For all of these reasons, I was dreading Easter dinner with my family. I wondered if I should waste a precious day off from my current 70 hour/week schedule feeling like a pariah, and almost didn’t go. But, hopeful as always, I decided to brave it, if nothing else for the kick-ass food. I’m glad I went.
Apart from the obligatory mealtime prayer, I heard no mention of either religion or politics. I had pleasant and casual conversation with my Mom’s sisters about books, Tim3P0 and I geeked out with a cousin about the rocket sled on Mythbusters (which is still blowing my mind, btw), the food was indeed awesome, and we basically had a great time. I hope this isn’t a fluke.

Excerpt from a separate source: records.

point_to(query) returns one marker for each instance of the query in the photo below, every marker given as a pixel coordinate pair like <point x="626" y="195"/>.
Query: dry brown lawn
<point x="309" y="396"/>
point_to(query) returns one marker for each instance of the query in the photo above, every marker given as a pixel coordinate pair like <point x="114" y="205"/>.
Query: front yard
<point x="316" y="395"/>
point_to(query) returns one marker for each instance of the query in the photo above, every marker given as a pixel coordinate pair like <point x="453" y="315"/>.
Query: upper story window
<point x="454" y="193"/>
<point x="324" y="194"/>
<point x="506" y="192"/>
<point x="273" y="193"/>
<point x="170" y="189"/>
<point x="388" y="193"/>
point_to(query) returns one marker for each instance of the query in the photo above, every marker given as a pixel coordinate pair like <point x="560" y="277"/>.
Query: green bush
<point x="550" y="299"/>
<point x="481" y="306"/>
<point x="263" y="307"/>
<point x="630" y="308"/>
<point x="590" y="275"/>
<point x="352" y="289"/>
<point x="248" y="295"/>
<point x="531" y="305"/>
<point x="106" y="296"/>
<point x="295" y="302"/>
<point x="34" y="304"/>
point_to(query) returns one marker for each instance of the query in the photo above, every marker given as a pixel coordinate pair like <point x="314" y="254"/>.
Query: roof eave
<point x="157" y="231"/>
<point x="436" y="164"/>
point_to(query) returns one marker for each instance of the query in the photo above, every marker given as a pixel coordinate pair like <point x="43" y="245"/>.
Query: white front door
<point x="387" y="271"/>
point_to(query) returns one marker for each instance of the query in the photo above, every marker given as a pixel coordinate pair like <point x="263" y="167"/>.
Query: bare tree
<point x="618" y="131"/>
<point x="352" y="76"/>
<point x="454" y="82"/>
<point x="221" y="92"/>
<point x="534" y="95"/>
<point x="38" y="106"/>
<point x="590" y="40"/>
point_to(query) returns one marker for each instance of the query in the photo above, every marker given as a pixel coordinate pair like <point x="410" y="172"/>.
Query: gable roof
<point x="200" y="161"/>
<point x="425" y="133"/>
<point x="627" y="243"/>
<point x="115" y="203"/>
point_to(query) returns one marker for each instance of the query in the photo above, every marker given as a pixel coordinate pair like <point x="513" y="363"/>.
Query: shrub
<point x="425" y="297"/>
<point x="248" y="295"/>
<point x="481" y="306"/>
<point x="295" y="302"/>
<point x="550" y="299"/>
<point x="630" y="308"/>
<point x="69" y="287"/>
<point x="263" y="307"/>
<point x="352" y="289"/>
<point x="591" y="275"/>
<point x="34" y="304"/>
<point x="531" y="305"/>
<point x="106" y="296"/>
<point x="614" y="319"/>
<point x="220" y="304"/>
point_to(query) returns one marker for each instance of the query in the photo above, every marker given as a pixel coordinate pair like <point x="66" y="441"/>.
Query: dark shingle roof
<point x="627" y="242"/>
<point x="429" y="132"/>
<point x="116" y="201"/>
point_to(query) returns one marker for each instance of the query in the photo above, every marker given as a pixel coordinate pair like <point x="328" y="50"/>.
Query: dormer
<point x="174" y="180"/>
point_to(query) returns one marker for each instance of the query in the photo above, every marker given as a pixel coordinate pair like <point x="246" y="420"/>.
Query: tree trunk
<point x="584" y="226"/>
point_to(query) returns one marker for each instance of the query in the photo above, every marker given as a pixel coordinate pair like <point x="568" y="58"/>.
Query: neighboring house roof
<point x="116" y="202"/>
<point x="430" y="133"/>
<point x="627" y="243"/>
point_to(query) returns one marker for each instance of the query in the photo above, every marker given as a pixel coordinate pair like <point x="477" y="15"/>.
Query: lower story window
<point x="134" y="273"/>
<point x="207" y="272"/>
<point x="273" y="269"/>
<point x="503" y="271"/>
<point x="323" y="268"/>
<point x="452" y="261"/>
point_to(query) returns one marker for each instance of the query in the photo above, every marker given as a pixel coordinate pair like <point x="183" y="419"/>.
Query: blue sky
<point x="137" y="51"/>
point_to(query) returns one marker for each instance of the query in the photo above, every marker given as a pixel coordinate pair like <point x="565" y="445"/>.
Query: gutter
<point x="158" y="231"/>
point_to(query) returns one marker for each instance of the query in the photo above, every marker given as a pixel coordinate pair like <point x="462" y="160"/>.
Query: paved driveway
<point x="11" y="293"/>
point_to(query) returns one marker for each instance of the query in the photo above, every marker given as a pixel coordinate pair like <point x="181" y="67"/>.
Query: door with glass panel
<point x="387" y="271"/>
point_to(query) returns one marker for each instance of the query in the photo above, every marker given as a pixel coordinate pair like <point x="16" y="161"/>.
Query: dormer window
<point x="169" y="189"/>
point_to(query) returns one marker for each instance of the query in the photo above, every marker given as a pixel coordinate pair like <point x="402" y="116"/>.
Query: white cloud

Ever since, I’ve been thinking about what’s changed. I think it comes down to critical mass. As the members of my generation have begun to come of age and bring new significant others (I have to say, I was ecstatic to see two of my cousins accompanied by punk-rock-looking, pierced girlfriends) and spouses into the family, we’ve started to diversify a bit. I’m no longer the only non-Catholic, and I think we’ve reached a point where they can’t be sure who agrees with them and who doesn’t, so they tend to keep things light and relatively secular in this relatively new influx of mixed company. I hope the trend continues, because I think it’s important to be exposed to many different kinds of people. It expands our in-group, and I think it makes us better human beings. Plus, I really like hanging out with my family, and look forward to getting to know more about them in other ways than their religious views.

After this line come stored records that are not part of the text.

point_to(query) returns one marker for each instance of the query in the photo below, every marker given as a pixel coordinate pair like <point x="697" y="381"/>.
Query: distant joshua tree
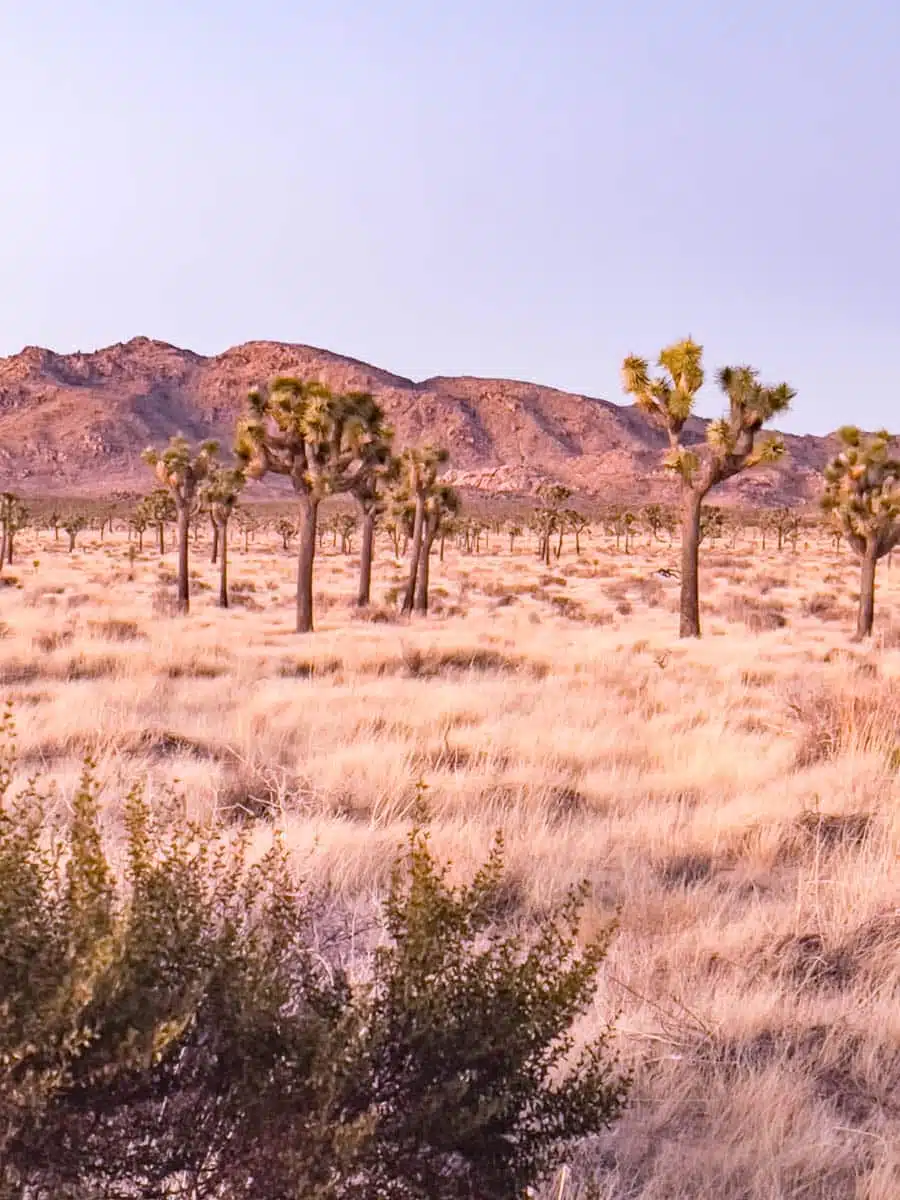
<point x="549" y="517"/>
<point x="220" y="493"/>
<point x="301" y="430"/>
<point x="72" y="525"/>
<point x="138" y="522"/>
<point x="286" y="529"/>
<point x="667" y="399"/>
<point x="13" y="516"/>
<point x="863" y="496"/>
<point x="419" y="484"/>
<point x="159" y="509"/>
<point x="183" y="469"/>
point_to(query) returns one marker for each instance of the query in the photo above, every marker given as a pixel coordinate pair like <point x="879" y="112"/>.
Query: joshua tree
<point x="441" y="504"/>
<point x="159" y="508"/>
<point x="376" y="472"/>
<point x="286" y="529"/>
<point x="220" y="493"/>
<point x="138" y="522"/>
<point x="667" y="399"/>
<point x="577" y="525"/>
<point x="785" y="523"/>
<point x="13" y="516"/>
<point x="183" y="469"/>
<point x="419" y="480"/>
<point x="549" y="517"/>
<point x="863" y="496"/>
<point x="73" y="525"/>
<point x="346" y="525"/>
<point x="622" y="523"/>
<point x="54" y="521"/>
<point x="247" y="525"/>
<point x="301" y="430"/>
<point x="712" y="523"/>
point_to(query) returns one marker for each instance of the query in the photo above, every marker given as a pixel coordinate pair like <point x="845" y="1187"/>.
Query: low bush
<point x="172" y="1023"/>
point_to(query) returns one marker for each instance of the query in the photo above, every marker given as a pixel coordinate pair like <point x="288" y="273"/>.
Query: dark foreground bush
<point x="171" y="1026"/>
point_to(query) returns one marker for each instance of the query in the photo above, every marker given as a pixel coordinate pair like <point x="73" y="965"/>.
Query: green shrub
<point x="171" y="1023"/>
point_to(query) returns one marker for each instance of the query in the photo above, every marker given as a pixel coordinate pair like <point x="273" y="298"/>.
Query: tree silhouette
<point x="863" y="496"/>
<point x="667" y="400"/>
<point x="183" y="469"/>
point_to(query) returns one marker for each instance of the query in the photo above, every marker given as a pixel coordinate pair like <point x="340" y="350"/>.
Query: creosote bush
<point x="172" y="1023"/>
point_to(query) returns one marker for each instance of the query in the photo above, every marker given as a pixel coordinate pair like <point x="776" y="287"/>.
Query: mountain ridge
<point x="79" y="421"/>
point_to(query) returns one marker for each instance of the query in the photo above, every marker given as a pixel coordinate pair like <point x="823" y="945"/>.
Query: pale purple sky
<point x="515" y="187"/>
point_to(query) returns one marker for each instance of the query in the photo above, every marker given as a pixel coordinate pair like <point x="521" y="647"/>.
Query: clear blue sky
<point x="515" y="187"/>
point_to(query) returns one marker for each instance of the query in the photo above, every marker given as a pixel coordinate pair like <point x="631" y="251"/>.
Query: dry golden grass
<point x="733" y="799"/>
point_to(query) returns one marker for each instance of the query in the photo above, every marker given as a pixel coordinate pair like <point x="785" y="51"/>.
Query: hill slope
<point x="77" y="423"/>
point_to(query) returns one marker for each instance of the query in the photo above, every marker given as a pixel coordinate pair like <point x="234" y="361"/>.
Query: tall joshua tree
<point x="418" y="479"/>
<point x="863" y="496"/>
<point x="220" y="495"/>
<point x="159" y="508"/>
<point x="667" y="399"/>
<point x="301" y="430"/>
<point x="377" y="469"/>
<point x="441" y="504"/>
<point x="13" y="516"/>
<point x="183" y="469"/>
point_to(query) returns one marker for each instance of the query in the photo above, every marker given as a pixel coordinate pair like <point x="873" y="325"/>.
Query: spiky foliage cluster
<point x="219" y="496"/>
<point x="669" y="399"/>
<point x="325" y="444"/>
<point x="13" y="517"/>
<point x="73" y="523"/>
<point x="183" y="469"/>
<point x="157" y="509"/>
<point x="420" y="493"/>
<point x="863" y="491"/>
<point x="300" y="429"/>
<point x="179" y="1027"/>
<point x="549" y="516"/>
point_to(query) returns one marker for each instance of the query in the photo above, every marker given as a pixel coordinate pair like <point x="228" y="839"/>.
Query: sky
<point x="497" y="187"/>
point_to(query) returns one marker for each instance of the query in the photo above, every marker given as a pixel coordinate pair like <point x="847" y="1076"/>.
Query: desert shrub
<point x="173" y="1024"/>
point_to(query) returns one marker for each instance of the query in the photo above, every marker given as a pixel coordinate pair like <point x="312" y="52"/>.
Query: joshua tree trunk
<point x="417" y="550"/>
<point x="184" y="583"/>
<point x="305" y="561"/>
<point x="421" y="583"/>
<point x="691" y="504"/>
<point x="867" y="592"/>
<point x="365" y="562"/>
<point x="221" y="541"/>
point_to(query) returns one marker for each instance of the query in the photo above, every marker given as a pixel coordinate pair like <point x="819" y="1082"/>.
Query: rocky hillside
<point x="77" y="423"/>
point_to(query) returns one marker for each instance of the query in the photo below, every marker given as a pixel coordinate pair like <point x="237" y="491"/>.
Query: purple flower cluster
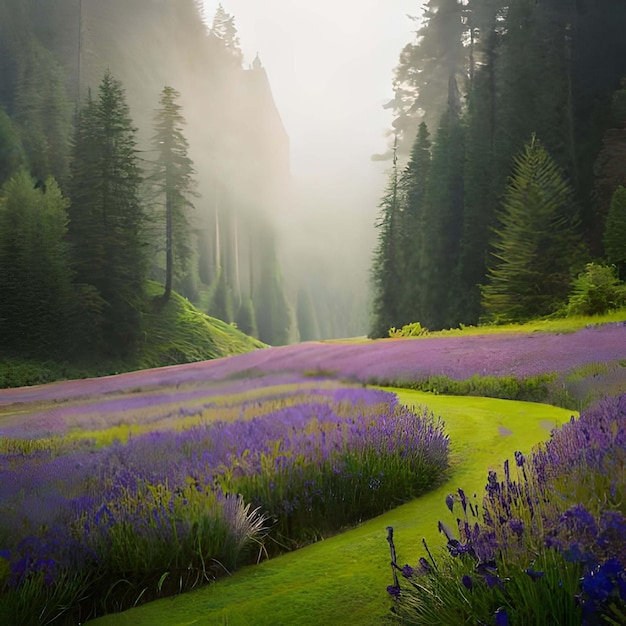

So what does all this self indulgent spouting have to do with the skeptical movement? Well, I’ve noticed some things lately that are making me think we’re approaching a similar critical mass in society at large. Maybe I’ve got my rose-colored glasses on, but it seems like we’re starting to get noticed, and I think we’re starting to make a difference. Due in large part, I think, to the visibility of the New Atheist movement, more and more nonbelievers are realizing that they aren’t alone, and they’re getting together and speaking out with a confidence few had known previously. Many of these people are also skeptics, who, prior to being exposed to the online atheist community, didn’t realize that there was also a community of skeptics. I am one of them. These are my biased perceptions, of course, and I may be completely off base, but I think it would be interesting to look at the numbers.

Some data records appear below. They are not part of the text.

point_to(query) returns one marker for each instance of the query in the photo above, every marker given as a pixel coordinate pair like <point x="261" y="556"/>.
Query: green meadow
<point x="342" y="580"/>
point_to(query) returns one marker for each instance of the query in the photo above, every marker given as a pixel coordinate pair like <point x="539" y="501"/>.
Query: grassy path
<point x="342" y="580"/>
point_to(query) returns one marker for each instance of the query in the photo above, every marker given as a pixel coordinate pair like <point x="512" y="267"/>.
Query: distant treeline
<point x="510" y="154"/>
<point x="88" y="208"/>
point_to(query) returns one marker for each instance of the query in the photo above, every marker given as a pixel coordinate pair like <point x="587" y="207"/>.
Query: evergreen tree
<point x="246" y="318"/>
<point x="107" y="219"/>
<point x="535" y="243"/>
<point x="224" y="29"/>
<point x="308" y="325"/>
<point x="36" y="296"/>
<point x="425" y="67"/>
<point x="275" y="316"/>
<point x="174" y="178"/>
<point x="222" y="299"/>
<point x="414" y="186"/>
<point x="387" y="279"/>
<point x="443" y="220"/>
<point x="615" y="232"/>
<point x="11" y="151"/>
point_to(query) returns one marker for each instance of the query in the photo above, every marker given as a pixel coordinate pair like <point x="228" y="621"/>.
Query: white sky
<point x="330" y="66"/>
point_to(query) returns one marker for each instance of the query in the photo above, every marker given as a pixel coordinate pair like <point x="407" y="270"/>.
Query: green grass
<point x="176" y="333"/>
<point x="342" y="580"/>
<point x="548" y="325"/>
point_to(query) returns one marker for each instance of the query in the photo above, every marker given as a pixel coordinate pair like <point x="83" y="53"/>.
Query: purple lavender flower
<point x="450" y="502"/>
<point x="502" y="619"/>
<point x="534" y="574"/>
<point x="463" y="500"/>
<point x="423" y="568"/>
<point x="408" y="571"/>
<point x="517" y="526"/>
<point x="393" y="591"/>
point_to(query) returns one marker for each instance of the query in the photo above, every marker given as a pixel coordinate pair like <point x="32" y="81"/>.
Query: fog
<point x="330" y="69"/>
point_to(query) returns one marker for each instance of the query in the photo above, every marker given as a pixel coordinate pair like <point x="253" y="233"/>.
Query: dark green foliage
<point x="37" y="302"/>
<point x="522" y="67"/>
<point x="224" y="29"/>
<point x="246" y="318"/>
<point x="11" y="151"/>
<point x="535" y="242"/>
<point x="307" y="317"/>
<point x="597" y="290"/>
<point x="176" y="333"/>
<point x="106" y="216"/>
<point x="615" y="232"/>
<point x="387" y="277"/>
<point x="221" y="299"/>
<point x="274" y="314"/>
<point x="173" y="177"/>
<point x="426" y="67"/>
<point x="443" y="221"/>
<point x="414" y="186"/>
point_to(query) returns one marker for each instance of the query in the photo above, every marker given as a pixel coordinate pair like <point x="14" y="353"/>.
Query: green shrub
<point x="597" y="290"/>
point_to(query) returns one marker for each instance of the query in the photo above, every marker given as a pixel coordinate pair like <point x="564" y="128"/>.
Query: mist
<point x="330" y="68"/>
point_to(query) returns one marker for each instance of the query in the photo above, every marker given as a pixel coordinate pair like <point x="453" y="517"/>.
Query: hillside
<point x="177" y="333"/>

What does this mean, and why bring it up at all? Well, I think it’s good to see some progress for all our hard work; it keeps us going. There is still a hell of a lot of bullshit out there, and I don’t delude myself that it will ever be gone entirely, but we are an ever growing force in the battle for reason, and that makes me very hopeful.
So keep speaking up, and writing, and activism-ing, and thinking, and living, and building up to that critical mass which will make us impossible to ignore.